Introdução

A consolidação das redes sociais e das estratégias digitais de marketing transformou profundamente a forma como serviços profissionais são divulgados, inclusive no setor da saúde. Médicos, clínicas médicas e estabelecimentos assistenciais passaram a utilizar plataformas digitais como Instagram, Facebook, TikTok, YouTube e websites institucionais como instrumentos de aproximação com pacientes, educação em saúde e fortalecimento de marca.

Todavia, a atividade médica possui natureza diferenciada, diretamente relacionada à proteção da vida, da saúde e da dignidade humana. Por essa razão, a publicidade médica não se submete exclusivamente às regras gerais do mercado e da livre concorrência, estando fortemente condicionada a parâmetros éticos e regulatórios próprios, estabelecidos pelo Conselho Federal de Medicina (CFM), pelos Conselhos Regionais de Medicina (CRMs) e pelo Código de Ética Médica.

O presente artigo tem por objetivo analisar, de forma sistematizada e jurídica, os limites do marketing médico aplicado a consultórios e clínicas médicas, à luz da Resolução CFM nº 2.336/2023, do Código de Ética Médica e da legislação correlata, bem como examinar as penalidades aplicáveis aos profissionais e pessoas jurídicas que extrapolam tais limites.
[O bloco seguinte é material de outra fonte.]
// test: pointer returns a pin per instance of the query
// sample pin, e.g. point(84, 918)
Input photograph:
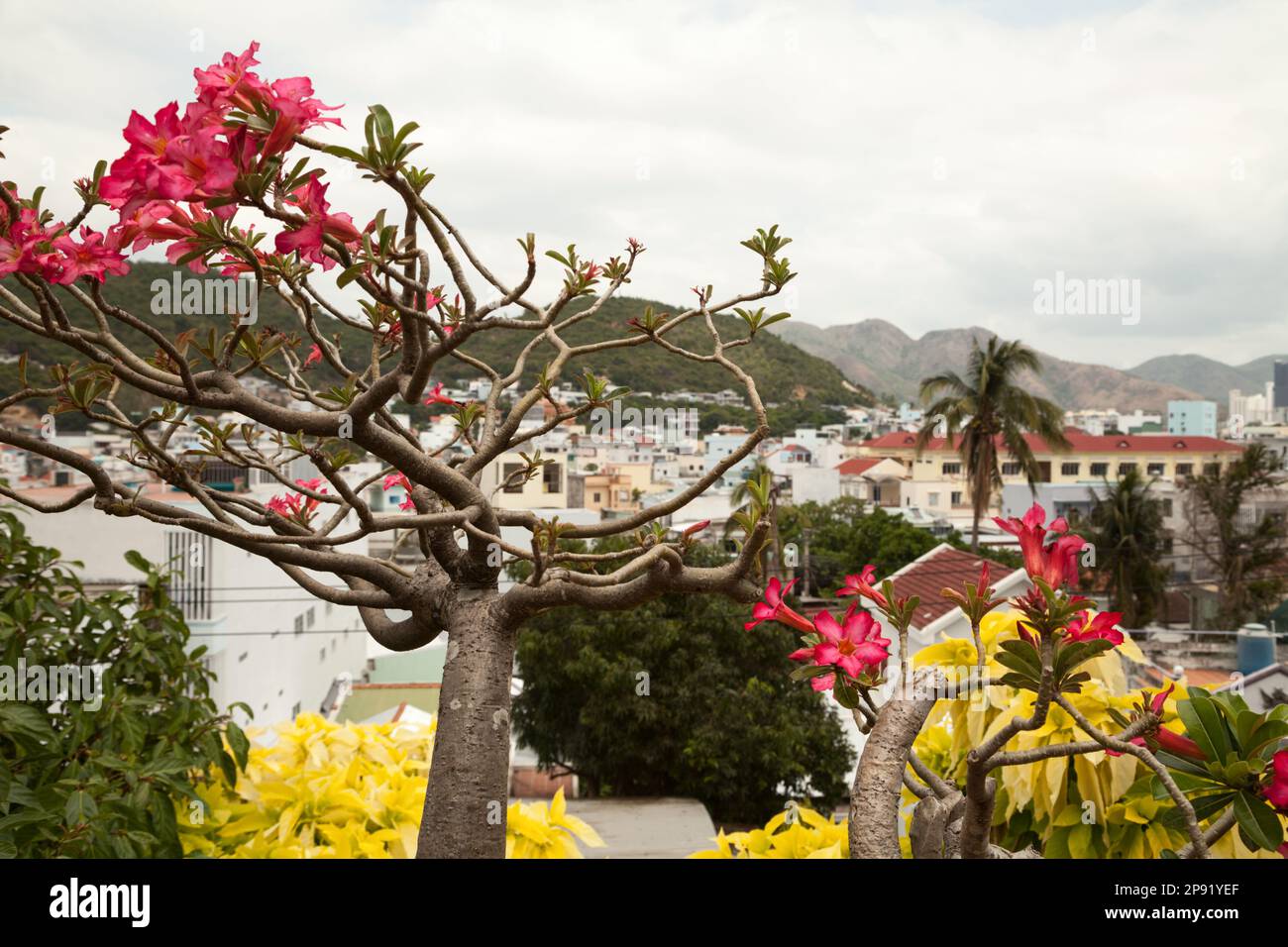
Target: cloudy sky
point(931, 161)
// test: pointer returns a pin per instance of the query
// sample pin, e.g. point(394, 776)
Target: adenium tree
point(213, 182)
point(1229, 768)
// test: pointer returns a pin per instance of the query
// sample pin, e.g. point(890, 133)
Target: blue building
point(1196, 418)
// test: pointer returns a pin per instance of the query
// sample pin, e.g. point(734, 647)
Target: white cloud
point(930, 161)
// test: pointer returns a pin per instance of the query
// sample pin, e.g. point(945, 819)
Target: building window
point(552, 478)
point(511, 471)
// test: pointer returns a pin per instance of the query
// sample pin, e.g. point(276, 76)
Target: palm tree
point(990, 406)
point(1127, 534)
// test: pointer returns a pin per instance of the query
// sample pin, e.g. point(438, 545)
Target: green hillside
point(784, 372)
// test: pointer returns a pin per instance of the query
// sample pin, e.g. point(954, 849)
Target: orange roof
point(855, 466)
point(941, 567)
point(1085, 444)
point(1206, 677)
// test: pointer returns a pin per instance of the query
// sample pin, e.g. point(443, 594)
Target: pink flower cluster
point(853, 644)
point(1056, 564)
point(236, 124)
point(52, 252)
point(297, 506)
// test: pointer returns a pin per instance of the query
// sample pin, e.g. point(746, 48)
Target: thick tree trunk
point(469, 777)
point(879, 784)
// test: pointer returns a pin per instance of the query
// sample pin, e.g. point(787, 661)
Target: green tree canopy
point(677, 698)
point(99, 776)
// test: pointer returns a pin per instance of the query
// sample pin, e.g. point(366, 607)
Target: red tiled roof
point(855, 466)
point(1086, 444)
point(941, 567)
point(1206, 677)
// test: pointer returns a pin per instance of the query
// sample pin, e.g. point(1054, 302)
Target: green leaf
point(1205, 724)
point(239, 742)
point(1024, 652)
point(1257, 821)
point(1205, 808)
point(80, 808)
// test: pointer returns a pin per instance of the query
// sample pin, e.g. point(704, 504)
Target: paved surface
point(645, 827)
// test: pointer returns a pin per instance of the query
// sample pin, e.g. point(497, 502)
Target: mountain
point(784, 372)
point(883, 357)
point(1210, 377)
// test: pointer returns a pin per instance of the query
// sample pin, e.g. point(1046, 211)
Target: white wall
point(249, 600)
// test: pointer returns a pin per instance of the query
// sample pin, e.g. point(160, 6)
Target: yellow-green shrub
point(797, 832)
point(327, 789)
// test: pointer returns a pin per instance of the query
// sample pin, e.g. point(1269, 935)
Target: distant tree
point(987, 402)
point(674, 697)
point(1126, 528)
point(95, 770)
point(1244, 554)
point(842, 536)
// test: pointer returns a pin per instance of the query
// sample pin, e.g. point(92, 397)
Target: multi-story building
point(1087, 459)
point(548, 489)
point(269, 643)
point(1192, 418)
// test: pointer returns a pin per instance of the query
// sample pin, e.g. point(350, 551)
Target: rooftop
point(1081, 442)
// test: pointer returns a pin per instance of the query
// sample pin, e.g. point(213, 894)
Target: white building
point(271, 644)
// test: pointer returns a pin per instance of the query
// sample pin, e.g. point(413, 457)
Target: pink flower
point(1276, 792)
point(170, 158)
point(231, 84)
point(437, 397)
point(296, 505)
point(399, 479)
point(773, 608)
point(1056, 565)
point(91, 257)
point(296, 111)
point(1083, 628)
point(853, 646)
point(1177, 745)
point(307, 239)
point(862, 585)
point(1155, 707)
point(18, 241)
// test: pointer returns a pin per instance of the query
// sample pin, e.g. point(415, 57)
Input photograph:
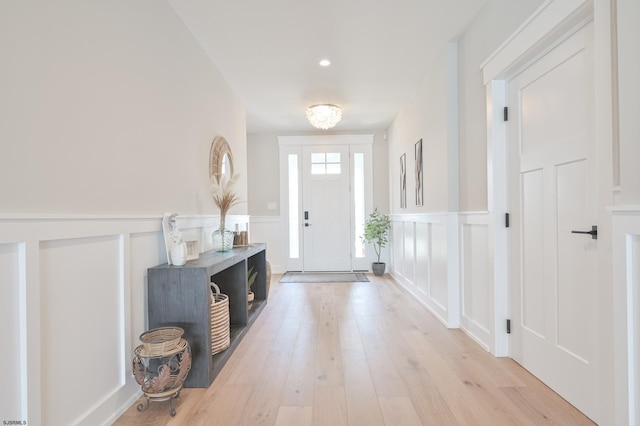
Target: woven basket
point(220, 326)
point(161, 341)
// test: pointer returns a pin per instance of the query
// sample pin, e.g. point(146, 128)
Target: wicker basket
point(161, 341)
point(220, 326)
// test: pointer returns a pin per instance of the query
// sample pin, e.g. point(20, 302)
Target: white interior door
point(552, 179)
point(326, 208)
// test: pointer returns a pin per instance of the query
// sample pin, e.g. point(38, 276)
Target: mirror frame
point(219, 147)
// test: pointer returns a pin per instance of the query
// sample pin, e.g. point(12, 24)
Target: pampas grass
point(223, 195)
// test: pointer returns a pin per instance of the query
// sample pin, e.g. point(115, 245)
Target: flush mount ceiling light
point(324, 116)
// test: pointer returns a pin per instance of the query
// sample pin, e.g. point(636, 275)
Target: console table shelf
point(179, 296)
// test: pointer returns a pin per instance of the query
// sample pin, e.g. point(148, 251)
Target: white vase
point(179, 253)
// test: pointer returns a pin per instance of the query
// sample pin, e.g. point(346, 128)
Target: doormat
point(323, 277)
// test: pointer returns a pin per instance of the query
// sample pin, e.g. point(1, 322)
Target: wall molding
point(442, 259)
point(51, 263)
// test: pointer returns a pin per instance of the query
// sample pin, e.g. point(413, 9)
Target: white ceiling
point(268, 52)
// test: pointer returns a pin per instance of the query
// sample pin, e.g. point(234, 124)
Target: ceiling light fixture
point(324, 116)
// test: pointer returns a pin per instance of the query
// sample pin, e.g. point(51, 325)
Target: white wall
point(494, 24)
point(442, 256)
point(109, 108)
point(423, 117)
point(107, 115)
point(628, 68)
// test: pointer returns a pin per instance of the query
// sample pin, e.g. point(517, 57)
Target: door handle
point(593, 232)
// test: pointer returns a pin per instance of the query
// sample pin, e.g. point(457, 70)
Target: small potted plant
point(376, 230)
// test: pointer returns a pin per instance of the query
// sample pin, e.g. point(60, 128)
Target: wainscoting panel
point(81, 293)
point(439, 265)
point(409, 260)
point(73, 306)
point(419, 259)
point(423, 258)
point(10, 356)
point(423, 262)
point(397, 243)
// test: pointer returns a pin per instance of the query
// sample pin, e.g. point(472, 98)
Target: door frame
point(551, 24)
point(293, 145)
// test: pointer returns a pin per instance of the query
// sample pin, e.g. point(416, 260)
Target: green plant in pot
point(376, 230)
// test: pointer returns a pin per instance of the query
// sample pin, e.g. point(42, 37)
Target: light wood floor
point(360, 354)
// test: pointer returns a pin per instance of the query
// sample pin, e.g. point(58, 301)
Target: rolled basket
point(220, 325)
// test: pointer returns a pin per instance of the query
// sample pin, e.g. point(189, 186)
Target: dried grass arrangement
point(224, 196)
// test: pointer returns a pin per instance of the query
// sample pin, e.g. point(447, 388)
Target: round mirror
point(221, 160)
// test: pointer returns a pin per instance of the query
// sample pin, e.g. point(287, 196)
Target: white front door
point(326, 208)
point(552, 179)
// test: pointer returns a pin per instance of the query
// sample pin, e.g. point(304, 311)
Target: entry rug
point(323, 277)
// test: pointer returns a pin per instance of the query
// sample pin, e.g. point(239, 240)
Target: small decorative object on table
point(225, 198)
point(161, 364)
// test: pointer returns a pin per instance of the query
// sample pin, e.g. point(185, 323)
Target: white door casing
point(326, 208)
point(309, 248)
point(552, 192)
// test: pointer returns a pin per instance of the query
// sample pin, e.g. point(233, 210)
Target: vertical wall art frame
point(419, 174)
point(403, 181)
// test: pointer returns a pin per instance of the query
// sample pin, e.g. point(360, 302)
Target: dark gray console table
point(179, 296)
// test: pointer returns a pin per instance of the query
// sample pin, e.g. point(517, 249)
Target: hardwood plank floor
point(360, 354)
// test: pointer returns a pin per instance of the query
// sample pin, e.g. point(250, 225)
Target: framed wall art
point(403, 181)
point(419, 174)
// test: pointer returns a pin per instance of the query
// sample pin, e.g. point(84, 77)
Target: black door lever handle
point(593, 232)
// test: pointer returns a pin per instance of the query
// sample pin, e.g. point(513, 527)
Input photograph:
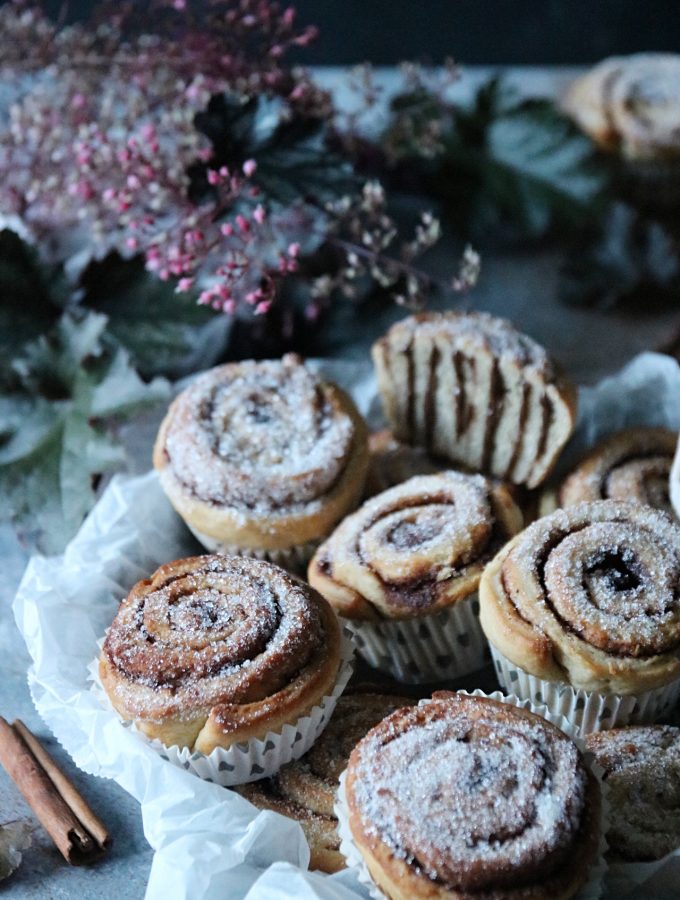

Fundamentos Jurídicos da Regulação da Publicidade Médica

A regulação da publicidade médica encontra amparo em três pilares normativos principais:

  • Constituição Federal de 1988, especialmente nos princípios da dignidade da pessoa humana (art. 1º, III), do direito à saúde (art. 6º) e da proteção do consumidor (art. 170, V);
  • Lei nº 3.268/1957, que atribui ao CFM e aos CRMs a função de fiscalizar e disciplinar o exercício da medicina;
  • Código de Ética Médica, aprovado pela Resolução CFM nº 2.217/2018, que estabelece deveres, vedações e princípios fundamentais da atuação médica.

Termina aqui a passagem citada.